Tamil Text Renders incorrect in Output PDF | Enable OpenType Features using .NET

Jan_Kratzert · September 16, 2021, 5:06pm

Using the following code to convert a docx file to pdf.

Document doc = new Document("test.docx");
doc.Save($"out.pdf", SaveFormat.Pdf);

Results in a pdf with incorrect order of characters as shown in the following image.
TamilCharsBug.JPG (40.1 KB)

The following zip file contains “test.docx” and “out.pdf”
Tamil.zip (69.7 KB)

We see this incorrect order also when extracting the characters of the initial test.docx file, which is also important for us to be in correct order.

I think this topic may be related to this Bangla characters end up in the wrong order

tahir.manzoor · September 16, 2021, 6:33pm

@Jan_Kratzert

Please refer to the following article.
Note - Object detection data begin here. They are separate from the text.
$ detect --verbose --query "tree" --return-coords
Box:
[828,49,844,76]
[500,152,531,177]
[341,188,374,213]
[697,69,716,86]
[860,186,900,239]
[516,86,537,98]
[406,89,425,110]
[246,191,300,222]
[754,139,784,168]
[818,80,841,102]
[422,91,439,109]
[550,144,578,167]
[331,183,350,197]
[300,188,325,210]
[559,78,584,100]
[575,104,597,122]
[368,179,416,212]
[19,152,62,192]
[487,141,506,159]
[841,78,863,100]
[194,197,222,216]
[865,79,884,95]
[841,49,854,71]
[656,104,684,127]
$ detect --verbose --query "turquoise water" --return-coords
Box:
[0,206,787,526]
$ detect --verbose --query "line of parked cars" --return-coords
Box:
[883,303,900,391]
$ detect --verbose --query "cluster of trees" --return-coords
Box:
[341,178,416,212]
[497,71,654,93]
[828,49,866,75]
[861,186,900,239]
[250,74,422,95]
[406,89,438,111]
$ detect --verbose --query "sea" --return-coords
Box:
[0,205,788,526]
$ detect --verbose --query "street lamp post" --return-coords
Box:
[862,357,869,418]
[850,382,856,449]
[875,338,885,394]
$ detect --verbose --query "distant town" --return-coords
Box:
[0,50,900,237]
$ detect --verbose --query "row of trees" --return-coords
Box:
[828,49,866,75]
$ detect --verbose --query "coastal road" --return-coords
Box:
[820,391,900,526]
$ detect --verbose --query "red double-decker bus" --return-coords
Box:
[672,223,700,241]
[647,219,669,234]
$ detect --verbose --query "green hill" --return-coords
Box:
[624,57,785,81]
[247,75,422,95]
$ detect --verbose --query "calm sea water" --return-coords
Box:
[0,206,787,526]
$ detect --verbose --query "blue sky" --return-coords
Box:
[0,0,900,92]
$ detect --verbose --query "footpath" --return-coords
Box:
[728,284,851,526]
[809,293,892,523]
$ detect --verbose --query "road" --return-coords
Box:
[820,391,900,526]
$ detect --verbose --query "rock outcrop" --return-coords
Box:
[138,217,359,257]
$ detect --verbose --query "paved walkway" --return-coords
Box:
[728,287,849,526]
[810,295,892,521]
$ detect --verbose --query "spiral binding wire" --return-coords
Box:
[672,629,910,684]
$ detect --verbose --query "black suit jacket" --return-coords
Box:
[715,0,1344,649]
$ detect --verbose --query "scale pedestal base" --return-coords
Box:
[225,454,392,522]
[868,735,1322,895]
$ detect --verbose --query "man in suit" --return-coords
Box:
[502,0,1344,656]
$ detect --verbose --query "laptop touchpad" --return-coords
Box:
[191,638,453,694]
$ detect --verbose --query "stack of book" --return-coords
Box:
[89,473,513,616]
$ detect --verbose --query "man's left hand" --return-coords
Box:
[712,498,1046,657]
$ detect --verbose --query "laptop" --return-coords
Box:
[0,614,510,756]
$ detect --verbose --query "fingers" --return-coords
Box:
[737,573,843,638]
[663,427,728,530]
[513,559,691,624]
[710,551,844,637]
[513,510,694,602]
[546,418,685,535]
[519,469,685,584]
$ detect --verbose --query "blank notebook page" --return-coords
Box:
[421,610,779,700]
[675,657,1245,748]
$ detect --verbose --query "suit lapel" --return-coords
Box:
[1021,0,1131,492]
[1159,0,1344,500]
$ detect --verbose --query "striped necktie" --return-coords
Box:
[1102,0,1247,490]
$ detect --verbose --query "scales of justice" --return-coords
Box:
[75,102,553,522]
You need to enable open type feature as shown below to get the desired output.
Enable OpenType Features

Document doc = new Document(MyDir + "Test.docx");
doc.LayoutOptions.TextShaperFactory = HarfBuzzTextShaperFactory.Instance;
doc.Save(MyDir + "21.9.pdf");

tahir.manzoor · September 17, 2021, 2:38pm

A post was split to a new topic: DOCX to PDF conversion issue with Bangla Characters

Jan_Kratzert · September 20, 2021, 12:53pm

Ok, thanks for the answer. Is it recommended to enable this OpenType feature in general? Or are there any effects on non OpenType fonts?

Your link mentions this “Text shaping is only performed when exporting to PDF or XPS formats.”. So I assume this won’t fix the incorrect order when extracting the text (Symbol, Font and Position), am I right?

tahir.manzoor · September 20, 2021, 2:58pm

@Jan_Kratzert

Please note that extracting text from document and rendering document to PDF or XPS are different process. You need to enable open type features when rendering document to PDF for better support of international languages and writing systems as compared to PostScript and TrueType.

If you want to extract text from document and save it to flow formats e.g. DOCX or DC, you do not need to enable open type features.